Although Geneen is a modern manager, he has little patience with management fads such as the currently popular “Theory Z” on the art of Japanese management. “The secret of how to succeed in business or life is that there is no secret,” he asserts. “No secret at all. No formula. No theory.”

But then his own secret starts to come through in a number of highly interesting chapters, and it becomes clear that hard work, efficient planning, close attention to certain details and unwavering pursuit of specific business goals were the elements of his great success. There was no way that Geneen himself could have fully grasped the products and operations of the 250 profit centers in the ITT tent, but he managed to control this empire by demanding careful planning from his managers and holding them accountable for hitting growth and profit targets. The cardinal sin for an ITT manager was to be surprised by events such as strikes and shortages which he had not anticipated in his previous planning.

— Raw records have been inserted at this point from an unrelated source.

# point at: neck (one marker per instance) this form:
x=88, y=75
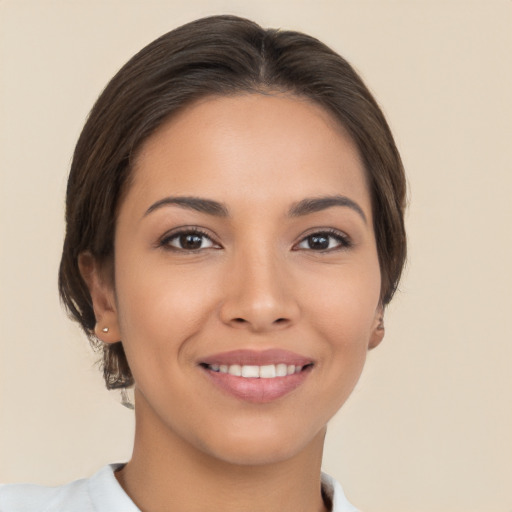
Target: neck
x=168, y=473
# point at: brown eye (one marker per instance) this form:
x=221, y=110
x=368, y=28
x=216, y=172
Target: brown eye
x=188, y=241
x=324, y=241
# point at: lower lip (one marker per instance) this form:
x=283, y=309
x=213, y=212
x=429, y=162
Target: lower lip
x=257, y=390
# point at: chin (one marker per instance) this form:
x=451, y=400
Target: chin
x=262, y=448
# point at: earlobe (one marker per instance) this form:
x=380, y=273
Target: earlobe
x=102, y=296
x=378, y=329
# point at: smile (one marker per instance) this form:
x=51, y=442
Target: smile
x=257, y=376
x=269, y=371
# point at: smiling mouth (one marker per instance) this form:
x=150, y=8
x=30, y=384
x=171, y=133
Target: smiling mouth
x=257, y=376
x=268, y=371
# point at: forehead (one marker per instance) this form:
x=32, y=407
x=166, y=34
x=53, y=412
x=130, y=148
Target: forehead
x=265, y=147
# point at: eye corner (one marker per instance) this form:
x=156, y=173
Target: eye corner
x=324, y=240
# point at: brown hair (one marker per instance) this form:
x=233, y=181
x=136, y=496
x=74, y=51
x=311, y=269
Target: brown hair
x=216, y=55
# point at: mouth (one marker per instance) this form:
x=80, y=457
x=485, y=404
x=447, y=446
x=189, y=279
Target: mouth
x=257, y=377
x=268, y=371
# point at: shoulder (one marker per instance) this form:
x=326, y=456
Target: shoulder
x=334, y=492
x=99, y=493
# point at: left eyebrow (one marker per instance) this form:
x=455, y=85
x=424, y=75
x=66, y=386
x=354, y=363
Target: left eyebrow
x=317, y=204
x=192, y=203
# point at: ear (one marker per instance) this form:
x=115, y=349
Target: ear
x=378, y=330
x=103, y=299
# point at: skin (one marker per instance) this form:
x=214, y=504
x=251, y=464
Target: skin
x=257, y=282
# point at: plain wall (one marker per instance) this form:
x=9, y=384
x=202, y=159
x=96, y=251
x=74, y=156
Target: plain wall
x=429, y=426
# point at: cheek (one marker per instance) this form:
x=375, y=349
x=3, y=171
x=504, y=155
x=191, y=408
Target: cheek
x=159, y=307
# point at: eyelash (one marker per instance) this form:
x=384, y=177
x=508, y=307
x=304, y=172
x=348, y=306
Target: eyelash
x=165, y=242
x=343, y=241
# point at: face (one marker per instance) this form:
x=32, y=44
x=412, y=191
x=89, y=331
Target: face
x=246, y=276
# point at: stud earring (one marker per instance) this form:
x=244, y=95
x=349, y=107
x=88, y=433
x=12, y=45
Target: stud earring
x=125, y=399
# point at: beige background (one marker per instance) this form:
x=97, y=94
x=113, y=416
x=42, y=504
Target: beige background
x=429, y=427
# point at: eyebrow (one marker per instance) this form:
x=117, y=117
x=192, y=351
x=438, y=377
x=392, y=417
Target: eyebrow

Geneen, a financial executive in his earlier years, devotes a complete chapter to the importance of “The Numbers” in managing a business. Geneen believes that “the numbers” have a language of their own and can reveal the facts about a business if a person studies them enough. In fact, however, such “numbers” are best understood by executives like Geneen himself, who was really a born manager and drove himself to understand and use the tools of management.

Managing also carries a brief account of Geneen’s own early life and business career. There is a bit of the Horatio Alger, Jr., success story in Geneen’s dogged trek to the heights. Although he appeared in his ITT years as the completely self-confident leader who could not possibly fail, Geneen actually had a lonely childhood and years of painful struggle before he was able to seize the brass ring at ITT. Geneen even had to earn his college degree by attending night classes over an eight-year period. But his experience at a public accounting firm and several major companies finally brought him, as if led by an invisible hand, to the opportunity at ITT. Under Geneen’s leadership, ITT became a major world corporation, and it’s not hard to believe that Geneen’s early struggles to perfect his talents were needed to prepare him for this remarkable task.

Beyond explaining how ITT succeeded in the tortuous and confusing world of conglomeration, Managing also reveals Harold Geneen as a man of high character and decency who wanted only to be left alone to run his company in the most efficient way. Geneen is the sort of person whom the public often misunderstands, and yet needs if we are to maintain and strengthen our business heritage. Geneen takes it for granted that running successful, profitable business operations is a form of high service to the community, and he sees little need to argue this point.

Like Thomas Edison or General George S. Patton, Jr., Geneen is something of an eccentric who has, nonetheless, amazing gifts in his own special field of interest. We don’t have to understand these gifted eccentrics completely in order to benefit from their services. The late Benjamin Rogge used to argue that we would all be better off if we would simply let the superior business manager do his own thing. Maybe Geneen’s Managing will help get that message across, along with offering splendid advice on how to run a business.